Schanen Brian C, Karakoti Ajay S, Seal Sudipta, Drake Donald R, Warren William L, Self William T
VaxDesign Corporation, 12612 Challenger Parkway, Suite 365, Orlando, Florida 32826, USA.
ACS Nano. 2009 Sep 22;3(9):2523-32. doi: 10.1021/nn900403h.
Nanoparticle technology is undergoing significant expansion largely because of the potential of nanoparticles as biomaterials, drug delivery vehicles, cancer therapeutics, and immunopotentiators. Incorporation of nanoparticle technologies for in vivo applications increases the urgency to characterize nanomaterial immunogenicity. This study explores titanium dioxide, one of the most widely manufactured nanomaterials, synthesized into its three most common nanoarchitectures: anatase (7-10 nm), rutile (15-20 nm), and nanotube (10-15 nm diameters, 70-150 nm length). The fully human autologous MIMIC immunological construct has been utilized as a predictive, nonanimal alternative to diagnose nanoparticle immunogenicity. Cumulatively, treatment with titanium dioxide nanoparticles in the MIMIC system led to elevated levels of proinflammatory cytokines and increased maturation and expression of costimulatory molecules on dendritic cells. Additionally, these treatments effectively primed activation and proliferation of naive CD4(+) T cells in comparison to dendritic cells treated with micrometer-sized (>1 microm) titanium dioxide, characteristic of an in vivo inflammatory response.

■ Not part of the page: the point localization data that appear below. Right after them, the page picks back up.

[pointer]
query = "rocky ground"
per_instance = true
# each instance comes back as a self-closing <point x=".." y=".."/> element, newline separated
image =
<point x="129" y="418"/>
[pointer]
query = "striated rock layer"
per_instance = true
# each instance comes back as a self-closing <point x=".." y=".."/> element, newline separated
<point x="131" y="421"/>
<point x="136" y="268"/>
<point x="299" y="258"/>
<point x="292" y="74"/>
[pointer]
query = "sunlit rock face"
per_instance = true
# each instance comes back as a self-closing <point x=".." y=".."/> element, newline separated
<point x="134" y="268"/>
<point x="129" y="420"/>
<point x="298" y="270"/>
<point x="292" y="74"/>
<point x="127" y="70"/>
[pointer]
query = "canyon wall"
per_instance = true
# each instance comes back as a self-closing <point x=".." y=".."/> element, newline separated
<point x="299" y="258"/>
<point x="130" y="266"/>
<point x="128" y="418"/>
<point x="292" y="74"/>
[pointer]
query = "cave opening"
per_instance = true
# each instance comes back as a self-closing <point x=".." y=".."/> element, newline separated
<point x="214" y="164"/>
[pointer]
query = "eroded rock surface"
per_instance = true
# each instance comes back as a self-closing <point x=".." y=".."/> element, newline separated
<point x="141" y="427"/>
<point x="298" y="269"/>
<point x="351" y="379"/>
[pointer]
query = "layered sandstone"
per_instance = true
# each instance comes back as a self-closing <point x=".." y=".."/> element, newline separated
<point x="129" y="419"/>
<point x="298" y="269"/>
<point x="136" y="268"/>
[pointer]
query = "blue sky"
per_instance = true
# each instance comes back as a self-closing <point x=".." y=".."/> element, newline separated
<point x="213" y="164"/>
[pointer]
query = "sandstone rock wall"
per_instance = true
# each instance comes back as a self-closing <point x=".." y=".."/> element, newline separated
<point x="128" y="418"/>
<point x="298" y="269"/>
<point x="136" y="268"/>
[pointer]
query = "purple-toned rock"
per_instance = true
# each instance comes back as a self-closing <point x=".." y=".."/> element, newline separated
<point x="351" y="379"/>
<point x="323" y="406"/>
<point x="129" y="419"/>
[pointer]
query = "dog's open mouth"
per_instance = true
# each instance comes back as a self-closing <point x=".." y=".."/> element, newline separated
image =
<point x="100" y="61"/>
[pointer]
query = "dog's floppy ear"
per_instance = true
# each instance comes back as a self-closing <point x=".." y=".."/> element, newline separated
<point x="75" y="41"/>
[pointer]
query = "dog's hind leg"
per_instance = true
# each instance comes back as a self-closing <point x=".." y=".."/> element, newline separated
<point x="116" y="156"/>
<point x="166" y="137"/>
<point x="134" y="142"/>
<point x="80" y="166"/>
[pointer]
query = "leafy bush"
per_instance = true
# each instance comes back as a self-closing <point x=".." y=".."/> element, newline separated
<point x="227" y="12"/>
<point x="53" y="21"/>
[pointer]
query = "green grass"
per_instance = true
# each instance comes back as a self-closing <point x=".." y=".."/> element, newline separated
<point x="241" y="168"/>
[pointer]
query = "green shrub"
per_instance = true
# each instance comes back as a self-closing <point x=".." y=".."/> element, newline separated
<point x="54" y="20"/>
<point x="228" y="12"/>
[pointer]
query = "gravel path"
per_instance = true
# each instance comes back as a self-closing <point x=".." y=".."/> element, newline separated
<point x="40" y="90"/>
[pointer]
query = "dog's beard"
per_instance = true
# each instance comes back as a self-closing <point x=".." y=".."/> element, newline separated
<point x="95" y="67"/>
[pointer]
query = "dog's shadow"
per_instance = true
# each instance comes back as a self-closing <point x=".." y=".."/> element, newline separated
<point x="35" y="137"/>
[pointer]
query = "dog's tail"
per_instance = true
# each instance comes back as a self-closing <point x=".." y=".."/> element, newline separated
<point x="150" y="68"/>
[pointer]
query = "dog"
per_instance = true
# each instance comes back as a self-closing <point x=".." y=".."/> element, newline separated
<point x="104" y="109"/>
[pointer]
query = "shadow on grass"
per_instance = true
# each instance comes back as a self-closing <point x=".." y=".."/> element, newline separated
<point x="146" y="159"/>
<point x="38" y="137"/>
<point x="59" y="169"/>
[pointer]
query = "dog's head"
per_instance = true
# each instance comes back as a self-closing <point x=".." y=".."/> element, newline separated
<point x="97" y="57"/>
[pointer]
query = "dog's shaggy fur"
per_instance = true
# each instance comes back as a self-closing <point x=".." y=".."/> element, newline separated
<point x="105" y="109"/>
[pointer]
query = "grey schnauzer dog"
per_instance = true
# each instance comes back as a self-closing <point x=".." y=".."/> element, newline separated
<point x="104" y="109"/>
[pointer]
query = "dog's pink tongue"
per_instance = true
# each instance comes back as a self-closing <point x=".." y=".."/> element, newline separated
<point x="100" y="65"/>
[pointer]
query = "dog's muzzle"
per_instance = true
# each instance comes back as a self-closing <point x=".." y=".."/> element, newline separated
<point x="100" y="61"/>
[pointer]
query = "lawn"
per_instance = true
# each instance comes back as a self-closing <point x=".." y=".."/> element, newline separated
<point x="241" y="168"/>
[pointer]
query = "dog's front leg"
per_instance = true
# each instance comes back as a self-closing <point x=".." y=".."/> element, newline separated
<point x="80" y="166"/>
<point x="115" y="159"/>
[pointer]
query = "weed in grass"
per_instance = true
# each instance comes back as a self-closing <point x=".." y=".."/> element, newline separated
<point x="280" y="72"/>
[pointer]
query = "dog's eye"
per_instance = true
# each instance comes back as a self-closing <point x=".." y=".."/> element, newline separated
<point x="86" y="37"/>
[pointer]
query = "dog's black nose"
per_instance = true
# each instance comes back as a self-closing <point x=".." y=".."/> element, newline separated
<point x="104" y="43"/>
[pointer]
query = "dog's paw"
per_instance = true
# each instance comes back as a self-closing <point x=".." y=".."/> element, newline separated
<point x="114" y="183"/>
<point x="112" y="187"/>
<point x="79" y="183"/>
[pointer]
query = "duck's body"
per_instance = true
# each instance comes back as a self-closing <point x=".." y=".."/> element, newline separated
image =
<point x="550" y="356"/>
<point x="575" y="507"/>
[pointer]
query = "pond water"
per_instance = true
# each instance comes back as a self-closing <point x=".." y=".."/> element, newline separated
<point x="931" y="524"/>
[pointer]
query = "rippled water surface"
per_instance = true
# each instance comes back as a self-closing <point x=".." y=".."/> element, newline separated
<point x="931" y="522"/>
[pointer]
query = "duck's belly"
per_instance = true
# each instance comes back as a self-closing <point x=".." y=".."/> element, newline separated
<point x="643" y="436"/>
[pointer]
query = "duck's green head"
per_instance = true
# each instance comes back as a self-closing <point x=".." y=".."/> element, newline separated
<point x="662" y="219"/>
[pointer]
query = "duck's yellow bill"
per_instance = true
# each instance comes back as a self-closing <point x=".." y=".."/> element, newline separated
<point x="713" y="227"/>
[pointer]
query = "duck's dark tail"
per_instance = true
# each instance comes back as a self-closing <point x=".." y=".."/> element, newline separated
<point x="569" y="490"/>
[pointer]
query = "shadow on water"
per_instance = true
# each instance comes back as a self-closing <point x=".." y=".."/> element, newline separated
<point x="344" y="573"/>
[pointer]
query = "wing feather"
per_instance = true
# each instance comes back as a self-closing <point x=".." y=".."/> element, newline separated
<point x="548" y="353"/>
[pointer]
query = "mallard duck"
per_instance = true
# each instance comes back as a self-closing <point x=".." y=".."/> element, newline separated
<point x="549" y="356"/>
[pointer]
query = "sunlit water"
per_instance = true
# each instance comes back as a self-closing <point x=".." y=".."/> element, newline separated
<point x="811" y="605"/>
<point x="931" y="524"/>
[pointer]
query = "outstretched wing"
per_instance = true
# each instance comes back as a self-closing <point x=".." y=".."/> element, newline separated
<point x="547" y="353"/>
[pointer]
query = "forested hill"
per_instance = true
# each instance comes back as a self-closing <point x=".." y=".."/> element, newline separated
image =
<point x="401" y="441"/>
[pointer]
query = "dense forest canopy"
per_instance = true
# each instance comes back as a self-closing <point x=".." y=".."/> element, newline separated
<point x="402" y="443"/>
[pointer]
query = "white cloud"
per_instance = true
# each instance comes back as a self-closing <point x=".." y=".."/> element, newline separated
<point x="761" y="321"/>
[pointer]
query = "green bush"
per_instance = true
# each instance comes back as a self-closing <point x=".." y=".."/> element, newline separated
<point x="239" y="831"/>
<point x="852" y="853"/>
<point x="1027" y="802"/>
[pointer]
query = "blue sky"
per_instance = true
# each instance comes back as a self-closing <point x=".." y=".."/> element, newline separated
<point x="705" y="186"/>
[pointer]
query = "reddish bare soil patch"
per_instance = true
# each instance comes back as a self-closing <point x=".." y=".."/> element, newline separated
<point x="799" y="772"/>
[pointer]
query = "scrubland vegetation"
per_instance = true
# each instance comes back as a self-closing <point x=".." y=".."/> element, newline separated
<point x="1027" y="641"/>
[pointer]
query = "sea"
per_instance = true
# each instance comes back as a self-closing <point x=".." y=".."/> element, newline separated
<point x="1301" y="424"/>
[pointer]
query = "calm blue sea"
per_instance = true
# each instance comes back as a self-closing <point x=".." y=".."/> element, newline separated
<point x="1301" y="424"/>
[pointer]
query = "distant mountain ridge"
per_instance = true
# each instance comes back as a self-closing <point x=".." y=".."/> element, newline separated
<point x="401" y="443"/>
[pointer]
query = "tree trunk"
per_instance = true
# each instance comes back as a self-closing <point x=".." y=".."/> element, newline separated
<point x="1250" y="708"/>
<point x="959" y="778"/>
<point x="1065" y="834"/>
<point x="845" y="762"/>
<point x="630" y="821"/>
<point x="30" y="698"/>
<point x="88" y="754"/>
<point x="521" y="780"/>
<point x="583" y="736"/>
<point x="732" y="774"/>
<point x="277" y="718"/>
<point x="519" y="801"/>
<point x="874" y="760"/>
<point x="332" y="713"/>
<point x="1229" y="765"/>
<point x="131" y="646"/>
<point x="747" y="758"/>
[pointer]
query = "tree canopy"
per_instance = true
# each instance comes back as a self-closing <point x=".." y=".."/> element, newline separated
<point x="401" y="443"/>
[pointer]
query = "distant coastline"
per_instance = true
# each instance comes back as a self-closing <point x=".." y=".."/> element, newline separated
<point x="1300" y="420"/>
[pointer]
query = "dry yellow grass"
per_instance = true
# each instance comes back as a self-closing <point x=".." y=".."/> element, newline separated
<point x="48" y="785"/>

纳米颗粒技术正在经历显著的发展,这主要是因为纳米颗粒作为生物材料、药物递送载体、癌症治疗剂和免疫增强剂的潜力。将纳米颗粒技术应用于体内增加了表征纳米材料免疫原性的紧迫性。本研究探索了二氧化钛,这是制造最为广泛的纳米材料之一,将其合成三种最常见的纳米结构:锐钛矿型(7 - 10纳米)、金红石型(15 - 20纳米)和纳米管(直径10 - 15纳米,长度70 - 150纳米)。完全人源自体的MIMIC免疫构建体已被用作一种预测性的、非动物替代方法来诊断纳米颗粒的免疫原性。总体而言,在MIMIC系统中用二氧化钛纳米颗粒处理导致促炎细胞因子水平升高,树突状细胞上共刺激分子的成熟和表达增加。此外,与用微米级(>1微米)二氧化钛处理的树突状细胞相比,这些处理有效地启动了初始CD4(+) T细胞的活化和增殖,这是体内炎症反应的特征。